Further analysis of transcript levels in the HMF dataset suggests that BCL2hot1 mutations may have an unequal effect on different BCL2 splicing isoforms (Fig. 2E[below]). The observed trend indicates an increase in ENST00000589955 (FC = 11.8), the isoform missing the 2nd exon encoding the C-terminal domain responsible for interaction with the mitochondrial membrane and activation of apoptosis, but retaining the N-terminal domain taking part in angiogenesis13, at the expense of all other isoforms.
The analysis of the effect of mutation occurrence on the overall survival of DLBCL patients revealed that BCL2hot1 mutations are associated with reduced survival, independent of t(14;18) (Fig. 2G), consistent with findings from the GOYA study, which demonstrated a similar effect for BCL2 coding mutations14. Due to an insufficient number of samples with available clinical data in specific subgroups, such as the lack of control samples without BCL2hot1 mutations in FL, survival analysis could not be performed for other lymphoma subtypes.

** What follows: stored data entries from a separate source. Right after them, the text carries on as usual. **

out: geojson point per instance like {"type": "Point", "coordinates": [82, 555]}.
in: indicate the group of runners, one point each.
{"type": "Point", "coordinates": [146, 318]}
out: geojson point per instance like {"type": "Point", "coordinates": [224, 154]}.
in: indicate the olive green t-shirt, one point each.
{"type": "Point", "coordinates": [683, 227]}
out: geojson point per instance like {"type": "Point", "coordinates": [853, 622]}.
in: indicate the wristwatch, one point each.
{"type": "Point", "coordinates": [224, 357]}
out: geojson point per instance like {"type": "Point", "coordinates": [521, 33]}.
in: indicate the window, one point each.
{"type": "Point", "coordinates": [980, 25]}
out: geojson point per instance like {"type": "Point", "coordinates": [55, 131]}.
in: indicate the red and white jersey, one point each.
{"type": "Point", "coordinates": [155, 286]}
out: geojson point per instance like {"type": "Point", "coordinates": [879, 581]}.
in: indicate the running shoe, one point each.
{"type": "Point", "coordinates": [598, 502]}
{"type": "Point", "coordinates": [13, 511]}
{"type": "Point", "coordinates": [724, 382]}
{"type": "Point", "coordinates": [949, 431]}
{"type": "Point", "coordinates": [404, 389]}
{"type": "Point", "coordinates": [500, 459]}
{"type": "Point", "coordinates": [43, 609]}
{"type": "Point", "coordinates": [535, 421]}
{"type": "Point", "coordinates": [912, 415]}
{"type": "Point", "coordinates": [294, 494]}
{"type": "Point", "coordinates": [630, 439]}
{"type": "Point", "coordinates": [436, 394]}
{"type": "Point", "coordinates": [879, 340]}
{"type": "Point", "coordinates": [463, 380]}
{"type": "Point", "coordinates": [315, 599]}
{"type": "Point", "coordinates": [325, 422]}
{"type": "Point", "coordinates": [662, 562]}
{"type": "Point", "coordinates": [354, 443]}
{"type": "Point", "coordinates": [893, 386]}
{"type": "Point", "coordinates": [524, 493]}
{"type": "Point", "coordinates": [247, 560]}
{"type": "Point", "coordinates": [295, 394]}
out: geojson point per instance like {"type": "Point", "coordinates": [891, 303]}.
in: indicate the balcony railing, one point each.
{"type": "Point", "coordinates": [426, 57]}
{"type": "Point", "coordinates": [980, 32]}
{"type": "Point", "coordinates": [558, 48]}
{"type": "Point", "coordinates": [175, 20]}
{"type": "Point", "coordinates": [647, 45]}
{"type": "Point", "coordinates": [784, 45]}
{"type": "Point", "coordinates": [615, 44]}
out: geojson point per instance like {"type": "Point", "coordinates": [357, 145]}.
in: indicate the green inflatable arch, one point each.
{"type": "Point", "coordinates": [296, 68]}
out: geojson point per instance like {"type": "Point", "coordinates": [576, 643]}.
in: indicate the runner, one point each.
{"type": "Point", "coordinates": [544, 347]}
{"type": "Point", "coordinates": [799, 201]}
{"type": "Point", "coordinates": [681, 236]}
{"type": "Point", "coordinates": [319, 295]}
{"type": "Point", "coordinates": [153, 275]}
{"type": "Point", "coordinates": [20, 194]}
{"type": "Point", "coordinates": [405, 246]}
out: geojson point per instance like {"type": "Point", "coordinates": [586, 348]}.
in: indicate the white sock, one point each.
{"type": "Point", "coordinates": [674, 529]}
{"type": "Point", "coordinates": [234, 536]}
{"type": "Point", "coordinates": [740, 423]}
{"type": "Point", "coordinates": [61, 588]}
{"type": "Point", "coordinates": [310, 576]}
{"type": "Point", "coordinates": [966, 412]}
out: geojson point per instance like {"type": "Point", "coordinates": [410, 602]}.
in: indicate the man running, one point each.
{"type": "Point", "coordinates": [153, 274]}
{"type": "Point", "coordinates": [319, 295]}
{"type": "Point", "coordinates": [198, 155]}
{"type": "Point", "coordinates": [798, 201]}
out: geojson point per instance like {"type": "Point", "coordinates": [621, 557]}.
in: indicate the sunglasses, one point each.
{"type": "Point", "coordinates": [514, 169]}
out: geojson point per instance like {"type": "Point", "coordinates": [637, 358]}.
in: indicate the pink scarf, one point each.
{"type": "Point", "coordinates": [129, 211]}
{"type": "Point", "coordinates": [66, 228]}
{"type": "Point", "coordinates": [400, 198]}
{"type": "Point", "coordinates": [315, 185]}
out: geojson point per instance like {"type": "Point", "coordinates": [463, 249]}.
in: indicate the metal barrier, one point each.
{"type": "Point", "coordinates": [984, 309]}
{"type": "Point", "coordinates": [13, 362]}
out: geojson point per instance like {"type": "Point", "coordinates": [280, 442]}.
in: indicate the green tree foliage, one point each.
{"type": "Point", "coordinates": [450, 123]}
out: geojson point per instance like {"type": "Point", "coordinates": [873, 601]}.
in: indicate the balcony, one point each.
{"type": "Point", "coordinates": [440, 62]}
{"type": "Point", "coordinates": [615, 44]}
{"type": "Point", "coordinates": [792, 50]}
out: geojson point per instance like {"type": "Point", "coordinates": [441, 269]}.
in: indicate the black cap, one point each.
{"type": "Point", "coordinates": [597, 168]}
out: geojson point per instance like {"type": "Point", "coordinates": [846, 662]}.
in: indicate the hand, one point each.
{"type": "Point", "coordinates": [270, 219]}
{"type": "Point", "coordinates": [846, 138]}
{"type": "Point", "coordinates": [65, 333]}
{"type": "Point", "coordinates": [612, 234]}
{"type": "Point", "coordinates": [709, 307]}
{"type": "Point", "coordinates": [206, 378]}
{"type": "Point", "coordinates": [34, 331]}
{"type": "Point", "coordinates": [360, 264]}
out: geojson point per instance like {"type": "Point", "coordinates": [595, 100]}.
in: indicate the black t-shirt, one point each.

The differential transcriptomic analysis of PCAWG BNHL samples with BCL2hot1 mutations revealed 652 upregulated (including BCL2) and 549 downregulated genes (Fig. 2H). This analysis identified a robust transcriptomic shift toward cell cycle suppression and reduced DNA replication. Key drivers of cell cycle progression were among the most deeply downregulated genes, including E2F2, MYC, CDC25A, and E2F1. The suppression of E2F1 is particularly interesting, as it binds the BCL2 5′UTR15,16, suggesting a feedback loop regulation of BCL2 expression. Furthermore, essential DNA replication machinery was significantly suppressed, including components of the Minichromosome Maintenance complex (MCM4 and MCM2), the Origin Recognition Complex (ORC6), and the standard replication marker PCNA. Conversely, we observed a slight upregulation of well-established cell cycle inhibitors and classical markers of G0/G1 arrest, such as CDKN1B and RBL2. In addition to these proliferation dynamics, other notable cancer-related genes, such as TERT and AID encoding AICDA, were significantly downregulated (Fig. 2H). Gene Set Enrichment Analysis (GSEA) revealed pronounced downregulation of cell cycle and DNA replication pathways, and upregulation of cell adhesion and hematopoietic differentiation in BCL2hot1 samples (Fig. 2I).